Après la présidentielle, les élections législatives correspondent au second volet de la stratégie de Marine Le Pen. Ce scrutin est vital pour les finances du parti puisque l'octroi d'une subvention publique aux partis politiques dépend exclusivement des résultats électoraux obtenus aux législatives. Politiquement, le FN espère aussi frapper un grand coup. Le FN scrute donc les circonscriptions dans lesquelles sont investies les têtes d'affiche UMP et socialistes pour choisir au mieux ses candidats. "Face à Nadine Morano en Meurthe-et-Moselle ou à Jack Lang dans les Vosges, on veut investir un candidat frontiste qui a du poids", explique un cadre du parti. Le PS et l'UMP ont déjà fait le plus gros du travail : le parti de Jean-François Copé a investi, samedi en conseil national, 501 candidats, tandis que les socialistes en ont investi 420 dès la mi-décembre. 
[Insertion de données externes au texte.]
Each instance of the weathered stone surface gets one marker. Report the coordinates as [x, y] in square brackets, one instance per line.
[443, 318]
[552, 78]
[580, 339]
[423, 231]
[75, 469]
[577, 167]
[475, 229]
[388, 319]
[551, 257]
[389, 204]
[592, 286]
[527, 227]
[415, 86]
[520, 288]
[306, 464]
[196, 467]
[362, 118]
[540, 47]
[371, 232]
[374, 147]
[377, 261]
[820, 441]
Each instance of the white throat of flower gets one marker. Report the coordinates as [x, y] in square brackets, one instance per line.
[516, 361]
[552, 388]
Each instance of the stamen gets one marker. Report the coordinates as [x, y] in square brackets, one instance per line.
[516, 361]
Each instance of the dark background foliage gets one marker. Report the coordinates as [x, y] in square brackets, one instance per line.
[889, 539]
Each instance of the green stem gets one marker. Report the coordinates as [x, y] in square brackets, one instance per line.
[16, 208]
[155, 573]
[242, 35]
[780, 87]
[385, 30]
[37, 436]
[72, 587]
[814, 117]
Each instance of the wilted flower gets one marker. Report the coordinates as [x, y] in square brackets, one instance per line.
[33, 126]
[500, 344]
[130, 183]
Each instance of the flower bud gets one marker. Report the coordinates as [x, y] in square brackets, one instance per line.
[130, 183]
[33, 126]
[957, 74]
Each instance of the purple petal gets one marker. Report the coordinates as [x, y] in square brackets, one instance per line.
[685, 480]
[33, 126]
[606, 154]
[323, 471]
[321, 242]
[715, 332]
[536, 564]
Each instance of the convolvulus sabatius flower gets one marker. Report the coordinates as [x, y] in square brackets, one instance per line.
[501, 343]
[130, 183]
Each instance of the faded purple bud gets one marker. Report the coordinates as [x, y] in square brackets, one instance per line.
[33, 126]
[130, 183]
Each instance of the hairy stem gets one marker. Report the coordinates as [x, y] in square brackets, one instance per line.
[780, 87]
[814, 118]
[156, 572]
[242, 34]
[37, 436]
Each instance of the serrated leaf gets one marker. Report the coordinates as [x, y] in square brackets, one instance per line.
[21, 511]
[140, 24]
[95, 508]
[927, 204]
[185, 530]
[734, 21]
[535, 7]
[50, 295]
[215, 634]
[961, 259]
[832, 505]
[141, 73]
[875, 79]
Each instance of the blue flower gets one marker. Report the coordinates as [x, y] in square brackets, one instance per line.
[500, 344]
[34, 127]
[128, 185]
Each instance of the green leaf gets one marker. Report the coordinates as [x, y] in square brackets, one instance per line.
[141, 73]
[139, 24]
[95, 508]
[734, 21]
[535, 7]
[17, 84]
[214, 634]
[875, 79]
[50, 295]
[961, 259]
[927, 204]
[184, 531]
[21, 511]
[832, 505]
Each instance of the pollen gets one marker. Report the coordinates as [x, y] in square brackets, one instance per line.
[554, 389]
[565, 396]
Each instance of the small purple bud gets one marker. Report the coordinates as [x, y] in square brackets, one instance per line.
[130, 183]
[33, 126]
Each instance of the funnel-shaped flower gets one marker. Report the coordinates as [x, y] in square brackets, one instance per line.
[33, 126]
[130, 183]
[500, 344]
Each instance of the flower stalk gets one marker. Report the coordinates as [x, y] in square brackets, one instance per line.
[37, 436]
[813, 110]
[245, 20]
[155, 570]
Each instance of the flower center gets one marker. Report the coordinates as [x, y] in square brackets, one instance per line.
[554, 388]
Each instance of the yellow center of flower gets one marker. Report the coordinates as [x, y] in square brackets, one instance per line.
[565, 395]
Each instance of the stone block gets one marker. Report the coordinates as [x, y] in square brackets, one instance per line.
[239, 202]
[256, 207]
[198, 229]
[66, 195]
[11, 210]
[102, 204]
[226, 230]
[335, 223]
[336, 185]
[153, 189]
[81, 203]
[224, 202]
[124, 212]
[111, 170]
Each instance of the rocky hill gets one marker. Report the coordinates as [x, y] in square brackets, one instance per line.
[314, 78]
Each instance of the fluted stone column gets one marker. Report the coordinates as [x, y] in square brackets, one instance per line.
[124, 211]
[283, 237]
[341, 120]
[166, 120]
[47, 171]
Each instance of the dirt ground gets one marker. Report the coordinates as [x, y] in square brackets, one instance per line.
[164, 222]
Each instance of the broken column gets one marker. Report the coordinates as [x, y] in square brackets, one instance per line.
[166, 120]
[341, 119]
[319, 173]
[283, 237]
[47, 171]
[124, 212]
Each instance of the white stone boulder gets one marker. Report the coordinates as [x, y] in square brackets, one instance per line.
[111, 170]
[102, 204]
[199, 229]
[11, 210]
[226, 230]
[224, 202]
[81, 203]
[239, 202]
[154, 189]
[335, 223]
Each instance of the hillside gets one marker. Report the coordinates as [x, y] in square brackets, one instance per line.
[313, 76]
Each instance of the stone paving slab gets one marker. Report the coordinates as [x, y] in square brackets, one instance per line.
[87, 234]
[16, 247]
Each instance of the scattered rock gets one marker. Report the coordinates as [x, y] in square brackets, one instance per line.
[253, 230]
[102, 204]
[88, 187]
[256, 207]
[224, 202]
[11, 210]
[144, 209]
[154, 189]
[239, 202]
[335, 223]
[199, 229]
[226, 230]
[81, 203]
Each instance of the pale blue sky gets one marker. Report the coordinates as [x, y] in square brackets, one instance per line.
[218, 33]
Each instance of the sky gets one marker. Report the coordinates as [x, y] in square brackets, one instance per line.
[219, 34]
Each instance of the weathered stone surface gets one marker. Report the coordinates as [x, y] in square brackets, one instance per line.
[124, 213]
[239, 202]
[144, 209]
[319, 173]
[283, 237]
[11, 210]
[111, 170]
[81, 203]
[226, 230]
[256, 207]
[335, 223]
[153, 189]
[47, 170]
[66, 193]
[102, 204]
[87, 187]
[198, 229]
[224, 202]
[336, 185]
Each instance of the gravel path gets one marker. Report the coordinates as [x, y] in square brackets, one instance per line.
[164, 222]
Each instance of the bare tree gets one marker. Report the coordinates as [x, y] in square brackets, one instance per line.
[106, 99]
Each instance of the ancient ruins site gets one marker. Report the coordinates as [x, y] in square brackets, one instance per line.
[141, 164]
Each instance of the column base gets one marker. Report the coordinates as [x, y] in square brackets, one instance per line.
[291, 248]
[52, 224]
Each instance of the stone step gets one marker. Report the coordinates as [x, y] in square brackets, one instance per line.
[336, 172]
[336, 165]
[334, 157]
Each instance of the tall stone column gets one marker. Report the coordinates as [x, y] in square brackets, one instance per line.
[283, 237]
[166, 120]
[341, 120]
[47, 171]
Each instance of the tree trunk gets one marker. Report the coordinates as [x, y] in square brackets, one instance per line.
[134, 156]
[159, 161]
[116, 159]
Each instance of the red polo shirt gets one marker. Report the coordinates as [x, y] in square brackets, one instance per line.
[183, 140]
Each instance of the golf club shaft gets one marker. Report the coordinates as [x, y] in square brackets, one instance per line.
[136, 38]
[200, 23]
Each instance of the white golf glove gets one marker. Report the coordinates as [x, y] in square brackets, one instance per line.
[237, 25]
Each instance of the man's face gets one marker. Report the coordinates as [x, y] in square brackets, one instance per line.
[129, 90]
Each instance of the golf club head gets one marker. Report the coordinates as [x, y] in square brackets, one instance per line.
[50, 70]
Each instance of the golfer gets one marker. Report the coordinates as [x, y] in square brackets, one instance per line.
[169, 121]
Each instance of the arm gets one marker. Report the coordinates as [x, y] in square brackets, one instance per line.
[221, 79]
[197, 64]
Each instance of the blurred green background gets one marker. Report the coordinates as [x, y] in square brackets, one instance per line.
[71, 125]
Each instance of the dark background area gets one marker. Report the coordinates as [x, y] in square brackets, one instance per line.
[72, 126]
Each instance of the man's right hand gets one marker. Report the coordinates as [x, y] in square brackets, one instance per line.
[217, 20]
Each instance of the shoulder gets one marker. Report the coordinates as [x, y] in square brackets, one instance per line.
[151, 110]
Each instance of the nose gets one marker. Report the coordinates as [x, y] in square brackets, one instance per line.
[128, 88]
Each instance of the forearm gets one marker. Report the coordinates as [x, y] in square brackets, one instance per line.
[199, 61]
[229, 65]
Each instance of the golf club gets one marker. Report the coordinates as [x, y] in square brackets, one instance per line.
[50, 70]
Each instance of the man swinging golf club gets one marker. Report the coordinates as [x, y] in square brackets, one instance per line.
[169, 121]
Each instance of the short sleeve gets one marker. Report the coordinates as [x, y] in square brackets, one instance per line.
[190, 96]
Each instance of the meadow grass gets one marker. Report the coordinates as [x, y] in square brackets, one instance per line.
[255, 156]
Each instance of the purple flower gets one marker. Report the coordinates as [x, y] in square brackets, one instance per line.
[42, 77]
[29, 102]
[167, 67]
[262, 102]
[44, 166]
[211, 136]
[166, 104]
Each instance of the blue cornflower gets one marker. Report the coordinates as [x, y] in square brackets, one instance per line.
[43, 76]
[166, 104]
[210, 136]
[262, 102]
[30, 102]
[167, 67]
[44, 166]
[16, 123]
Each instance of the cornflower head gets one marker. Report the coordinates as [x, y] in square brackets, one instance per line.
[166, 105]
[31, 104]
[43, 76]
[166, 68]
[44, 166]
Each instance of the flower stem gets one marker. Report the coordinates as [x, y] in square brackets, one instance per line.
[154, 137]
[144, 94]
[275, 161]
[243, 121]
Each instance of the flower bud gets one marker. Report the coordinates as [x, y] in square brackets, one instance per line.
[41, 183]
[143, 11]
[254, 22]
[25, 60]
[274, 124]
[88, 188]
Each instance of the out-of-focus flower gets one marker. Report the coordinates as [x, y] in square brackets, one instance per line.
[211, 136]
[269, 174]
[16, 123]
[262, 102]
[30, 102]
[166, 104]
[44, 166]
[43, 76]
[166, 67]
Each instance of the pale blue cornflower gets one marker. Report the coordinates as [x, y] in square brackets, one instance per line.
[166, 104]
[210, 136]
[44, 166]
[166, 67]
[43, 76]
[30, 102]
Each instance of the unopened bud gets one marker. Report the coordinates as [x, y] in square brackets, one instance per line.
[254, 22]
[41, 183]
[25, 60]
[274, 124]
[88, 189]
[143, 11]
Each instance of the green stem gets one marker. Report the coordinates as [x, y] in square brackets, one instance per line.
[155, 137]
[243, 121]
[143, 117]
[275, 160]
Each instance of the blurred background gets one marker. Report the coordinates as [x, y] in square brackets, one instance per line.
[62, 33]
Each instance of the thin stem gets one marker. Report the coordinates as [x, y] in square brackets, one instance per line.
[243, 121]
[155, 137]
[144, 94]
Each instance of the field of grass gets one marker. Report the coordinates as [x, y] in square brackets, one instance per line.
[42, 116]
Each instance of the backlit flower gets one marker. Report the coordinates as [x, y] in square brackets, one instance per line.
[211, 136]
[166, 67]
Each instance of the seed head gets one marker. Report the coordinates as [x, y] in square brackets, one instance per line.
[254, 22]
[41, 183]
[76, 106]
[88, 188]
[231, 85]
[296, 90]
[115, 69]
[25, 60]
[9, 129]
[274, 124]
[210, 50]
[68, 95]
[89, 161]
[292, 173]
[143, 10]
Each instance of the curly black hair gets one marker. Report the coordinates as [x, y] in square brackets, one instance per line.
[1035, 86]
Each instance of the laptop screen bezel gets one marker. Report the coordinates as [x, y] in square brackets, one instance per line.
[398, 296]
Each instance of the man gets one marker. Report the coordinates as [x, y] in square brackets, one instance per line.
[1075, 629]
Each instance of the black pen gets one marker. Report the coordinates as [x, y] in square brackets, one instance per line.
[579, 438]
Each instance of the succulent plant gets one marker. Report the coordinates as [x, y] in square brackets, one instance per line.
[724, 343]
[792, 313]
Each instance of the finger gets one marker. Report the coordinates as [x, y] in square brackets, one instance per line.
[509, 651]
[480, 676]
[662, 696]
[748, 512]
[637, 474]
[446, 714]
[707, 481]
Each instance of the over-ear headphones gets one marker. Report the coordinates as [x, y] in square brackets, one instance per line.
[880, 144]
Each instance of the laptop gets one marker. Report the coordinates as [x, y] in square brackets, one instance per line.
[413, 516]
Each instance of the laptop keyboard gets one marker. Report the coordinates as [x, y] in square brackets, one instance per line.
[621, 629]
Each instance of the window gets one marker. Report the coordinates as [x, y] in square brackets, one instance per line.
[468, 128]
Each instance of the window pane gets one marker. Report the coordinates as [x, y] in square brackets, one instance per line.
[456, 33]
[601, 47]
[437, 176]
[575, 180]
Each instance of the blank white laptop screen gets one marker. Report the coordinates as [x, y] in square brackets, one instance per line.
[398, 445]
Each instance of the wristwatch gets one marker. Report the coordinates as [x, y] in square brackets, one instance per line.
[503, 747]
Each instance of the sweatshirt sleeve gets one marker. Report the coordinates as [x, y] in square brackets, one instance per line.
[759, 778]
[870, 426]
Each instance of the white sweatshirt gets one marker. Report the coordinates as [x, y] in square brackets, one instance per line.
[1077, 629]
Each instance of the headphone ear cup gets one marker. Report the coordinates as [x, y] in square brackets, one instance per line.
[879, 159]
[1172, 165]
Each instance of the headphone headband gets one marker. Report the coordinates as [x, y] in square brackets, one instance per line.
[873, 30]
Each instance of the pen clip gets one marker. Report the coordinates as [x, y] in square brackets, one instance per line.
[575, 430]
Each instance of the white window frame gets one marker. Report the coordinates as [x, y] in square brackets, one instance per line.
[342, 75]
Si le FN investit tardivement ses candidats, c'est aussi pour que toutes les forces vives du parti soient d'abord tournées vers la présidentielle et notamment la chasse aux parrainages. "C'est la présidentielle qui boostera les législatives, estime Steeve Briois. Si, comme on le croit, Nicolas Sarkozy est battu et encore plus s'il ne passe pas le premier tour, il y aura une implosion de l'UMP et un raz-de-marée pour le FN." Faire exploser le parti majoritaire et briser le "cordon sanitaire", c'est justement le coeur de cible de Marine Le Pen. "On veut installer une opposition entre une vision socialiste et une vision patriotique de la France", insiste Steeve Briois, secrétaire général du FN. Du côté de l'UMP, on balaie d'un revers de la main ce scénario de politique-fiction.